OBJECTIVE:Interstitial lung disease (ILD) is the most severe complication of idiopathic inflammatory myositis (IIM), resulting in significant increase in morbidity and mortality and for which the best treatment remains controversial. We conducted a meta-analysis to evaluate the efficacy of therapies used for the management of IIM-related ILD. METHODS: Studies were selected from MEDLINE up to July 2017. Two investigators independently extracted data on study design, patient characteristics, clinical features, treatment, follow-up and outcomes.

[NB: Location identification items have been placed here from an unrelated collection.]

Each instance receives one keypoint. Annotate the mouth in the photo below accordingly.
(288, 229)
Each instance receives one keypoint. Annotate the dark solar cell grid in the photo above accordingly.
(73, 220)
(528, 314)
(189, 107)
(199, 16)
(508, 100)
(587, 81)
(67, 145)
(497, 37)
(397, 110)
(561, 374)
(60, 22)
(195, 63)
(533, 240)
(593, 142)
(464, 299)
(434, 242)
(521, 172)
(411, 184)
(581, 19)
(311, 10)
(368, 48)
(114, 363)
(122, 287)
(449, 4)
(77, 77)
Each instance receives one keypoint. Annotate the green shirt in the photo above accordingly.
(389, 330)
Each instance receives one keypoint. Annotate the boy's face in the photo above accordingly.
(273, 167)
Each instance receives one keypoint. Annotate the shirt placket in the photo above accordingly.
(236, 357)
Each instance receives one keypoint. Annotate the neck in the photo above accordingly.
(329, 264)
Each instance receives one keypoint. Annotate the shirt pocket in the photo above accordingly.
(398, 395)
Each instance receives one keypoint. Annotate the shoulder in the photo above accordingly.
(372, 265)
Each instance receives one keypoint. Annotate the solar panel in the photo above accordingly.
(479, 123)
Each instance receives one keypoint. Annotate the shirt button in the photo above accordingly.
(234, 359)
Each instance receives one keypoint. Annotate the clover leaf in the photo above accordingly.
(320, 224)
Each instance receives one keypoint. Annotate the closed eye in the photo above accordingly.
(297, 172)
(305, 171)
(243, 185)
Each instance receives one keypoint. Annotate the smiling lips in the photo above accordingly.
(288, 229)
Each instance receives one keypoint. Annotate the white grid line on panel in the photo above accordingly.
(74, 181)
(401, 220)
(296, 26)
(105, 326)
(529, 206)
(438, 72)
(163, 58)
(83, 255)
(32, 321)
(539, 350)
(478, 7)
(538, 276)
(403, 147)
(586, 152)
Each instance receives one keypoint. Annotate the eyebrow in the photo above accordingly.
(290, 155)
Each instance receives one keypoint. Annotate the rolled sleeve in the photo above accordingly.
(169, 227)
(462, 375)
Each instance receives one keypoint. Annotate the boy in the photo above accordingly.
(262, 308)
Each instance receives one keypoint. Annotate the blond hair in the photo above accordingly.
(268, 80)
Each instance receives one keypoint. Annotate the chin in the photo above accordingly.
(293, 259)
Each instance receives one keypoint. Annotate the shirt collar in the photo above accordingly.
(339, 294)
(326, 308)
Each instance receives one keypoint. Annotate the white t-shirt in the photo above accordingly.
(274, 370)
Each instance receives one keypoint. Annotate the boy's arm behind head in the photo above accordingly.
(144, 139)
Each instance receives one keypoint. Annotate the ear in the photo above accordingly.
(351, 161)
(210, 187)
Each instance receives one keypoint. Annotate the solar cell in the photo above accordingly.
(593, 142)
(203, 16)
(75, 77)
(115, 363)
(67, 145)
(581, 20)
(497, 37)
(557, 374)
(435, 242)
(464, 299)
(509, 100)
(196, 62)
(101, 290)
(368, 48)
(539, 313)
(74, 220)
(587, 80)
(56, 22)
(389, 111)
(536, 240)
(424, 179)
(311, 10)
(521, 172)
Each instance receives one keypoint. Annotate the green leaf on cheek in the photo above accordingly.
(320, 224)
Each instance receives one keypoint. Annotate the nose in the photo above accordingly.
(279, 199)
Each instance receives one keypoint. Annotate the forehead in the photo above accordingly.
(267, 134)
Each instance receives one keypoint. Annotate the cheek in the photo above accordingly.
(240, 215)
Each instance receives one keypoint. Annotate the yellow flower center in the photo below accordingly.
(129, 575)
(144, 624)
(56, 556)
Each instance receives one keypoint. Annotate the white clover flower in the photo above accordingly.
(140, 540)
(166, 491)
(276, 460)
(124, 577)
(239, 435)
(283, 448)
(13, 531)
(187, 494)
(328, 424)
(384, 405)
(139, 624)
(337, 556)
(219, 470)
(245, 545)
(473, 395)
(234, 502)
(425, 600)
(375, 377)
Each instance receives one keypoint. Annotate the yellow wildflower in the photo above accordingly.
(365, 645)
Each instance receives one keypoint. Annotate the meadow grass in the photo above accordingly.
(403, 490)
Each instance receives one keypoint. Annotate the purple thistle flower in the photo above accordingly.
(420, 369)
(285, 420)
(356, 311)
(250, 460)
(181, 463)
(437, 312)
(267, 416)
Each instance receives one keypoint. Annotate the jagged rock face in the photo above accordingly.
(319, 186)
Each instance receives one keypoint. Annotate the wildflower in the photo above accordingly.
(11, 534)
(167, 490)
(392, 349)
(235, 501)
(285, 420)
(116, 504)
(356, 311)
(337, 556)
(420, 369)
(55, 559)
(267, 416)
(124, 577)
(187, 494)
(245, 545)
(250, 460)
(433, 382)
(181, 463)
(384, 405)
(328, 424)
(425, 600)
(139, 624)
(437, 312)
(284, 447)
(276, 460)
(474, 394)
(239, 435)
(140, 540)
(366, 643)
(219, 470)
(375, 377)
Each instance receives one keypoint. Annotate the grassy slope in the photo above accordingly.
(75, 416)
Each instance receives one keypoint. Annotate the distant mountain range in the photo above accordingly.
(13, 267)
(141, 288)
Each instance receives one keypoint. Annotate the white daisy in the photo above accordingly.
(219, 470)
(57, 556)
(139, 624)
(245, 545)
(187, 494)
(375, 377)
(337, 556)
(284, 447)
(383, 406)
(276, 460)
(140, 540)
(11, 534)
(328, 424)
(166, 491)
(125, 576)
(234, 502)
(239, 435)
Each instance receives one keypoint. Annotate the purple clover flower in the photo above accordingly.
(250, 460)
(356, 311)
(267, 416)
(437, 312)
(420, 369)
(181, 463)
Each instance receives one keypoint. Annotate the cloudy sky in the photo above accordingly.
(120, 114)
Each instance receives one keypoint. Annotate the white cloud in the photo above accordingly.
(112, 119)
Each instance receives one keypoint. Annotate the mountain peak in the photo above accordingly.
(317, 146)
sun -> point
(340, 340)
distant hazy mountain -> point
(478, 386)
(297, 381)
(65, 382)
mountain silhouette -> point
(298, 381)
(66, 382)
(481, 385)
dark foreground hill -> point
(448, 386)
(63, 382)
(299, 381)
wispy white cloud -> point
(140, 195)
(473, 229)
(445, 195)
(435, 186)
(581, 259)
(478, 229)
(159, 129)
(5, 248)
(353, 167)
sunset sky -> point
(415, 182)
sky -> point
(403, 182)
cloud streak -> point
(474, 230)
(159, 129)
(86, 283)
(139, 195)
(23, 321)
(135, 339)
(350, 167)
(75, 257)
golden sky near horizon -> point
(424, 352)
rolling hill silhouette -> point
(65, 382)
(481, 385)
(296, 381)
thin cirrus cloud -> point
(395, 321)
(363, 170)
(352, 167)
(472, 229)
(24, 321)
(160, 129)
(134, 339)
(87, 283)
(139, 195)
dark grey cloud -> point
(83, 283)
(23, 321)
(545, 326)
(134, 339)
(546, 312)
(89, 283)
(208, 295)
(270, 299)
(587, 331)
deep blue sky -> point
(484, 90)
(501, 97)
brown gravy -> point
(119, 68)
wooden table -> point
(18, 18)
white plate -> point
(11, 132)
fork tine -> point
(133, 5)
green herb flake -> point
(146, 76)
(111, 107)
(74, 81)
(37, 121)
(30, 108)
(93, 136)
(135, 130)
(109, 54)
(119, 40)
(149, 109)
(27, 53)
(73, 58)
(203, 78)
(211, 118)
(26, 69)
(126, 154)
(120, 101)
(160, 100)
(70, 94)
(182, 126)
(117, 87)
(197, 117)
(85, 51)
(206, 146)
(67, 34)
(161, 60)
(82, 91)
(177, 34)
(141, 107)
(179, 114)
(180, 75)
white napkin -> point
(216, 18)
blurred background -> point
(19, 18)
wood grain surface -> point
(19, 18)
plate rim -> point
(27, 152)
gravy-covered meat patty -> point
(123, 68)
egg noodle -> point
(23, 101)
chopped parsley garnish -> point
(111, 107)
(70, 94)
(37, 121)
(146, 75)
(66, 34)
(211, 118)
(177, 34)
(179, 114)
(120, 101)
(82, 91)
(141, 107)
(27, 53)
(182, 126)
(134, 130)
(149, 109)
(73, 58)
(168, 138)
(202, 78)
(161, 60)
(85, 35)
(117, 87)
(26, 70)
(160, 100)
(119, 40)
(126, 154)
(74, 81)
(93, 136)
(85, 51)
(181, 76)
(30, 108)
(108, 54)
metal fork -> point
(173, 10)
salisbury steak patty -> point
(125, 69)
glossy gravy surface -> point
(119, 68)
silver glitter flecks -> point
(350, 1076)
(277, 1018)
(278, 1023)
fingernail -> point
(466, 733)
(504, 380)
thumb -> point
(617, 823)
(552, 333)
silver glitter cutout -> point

Global survival rates and objectively confirmed lung function improvements were extracted as the main outcome for rapidly progressive IIM-related ILD (RP-ILD) and chronic forms of ILD (C-ILD), respectively, and pooled using the weighted mean proportion with fixed or random-effects models in case of significant heterogeneity (I2 > 50%). RESULTS: Twenty-seven studies encompassing 553 patients (male: 30.5%, age: 53.5 ± 5.5 years) were included in the meta-analysis. Globally, retrieved studies were of limited methodological quality (no controlled studies and only 2 prospective studies). Dermatomyositis (40%) and anti-tRNA synthetase syndrome (45%) were the most represented IIM subtypes. In C-ILD, functional improvement rates were 89.2% (95%CI 82.5-93.6; 7 studies, n = 124) for corticosteroids alone, 80.7% (95%CI 49.6-94; 6 studies, n = 38) for cyclosporine A, 64.1% (95%CI 46.3-78.7; 4 studies, n = 32) for azathioprine, 86.2% (95%CI 61.5-96; 2 studies, n = 23) for tacrolimus, 56.4% (95%CI 44-68.0; 8 studies, n = 71) for cyclophosphamide, and 76.6% (95%CI 50.4-96.0; 2 studies, n = 20) for rituximab. In RP-ILD, survival rates at 3 months were 51.7% (95%CI 24.2-78.1; 2 studies, n = 11) for corticosteroids alone, 69.2% (95%CI 55.0-80.5; 8 studies, n = 146) for cyclosporine A and 72.4% (95%CI 6.4-99.0, 2 studies, n = 16) for cyclophosphamide. CONCLUSION: Despite aggressive immunosuppressive therapies, the short-term mortality of RP-ILD remains high. While immunosuppressive therapies are associated with significant functional improvements in most patients with C-ILD, substantial uncertainty remains about the best treatment strategy in the absence of good quality evidence.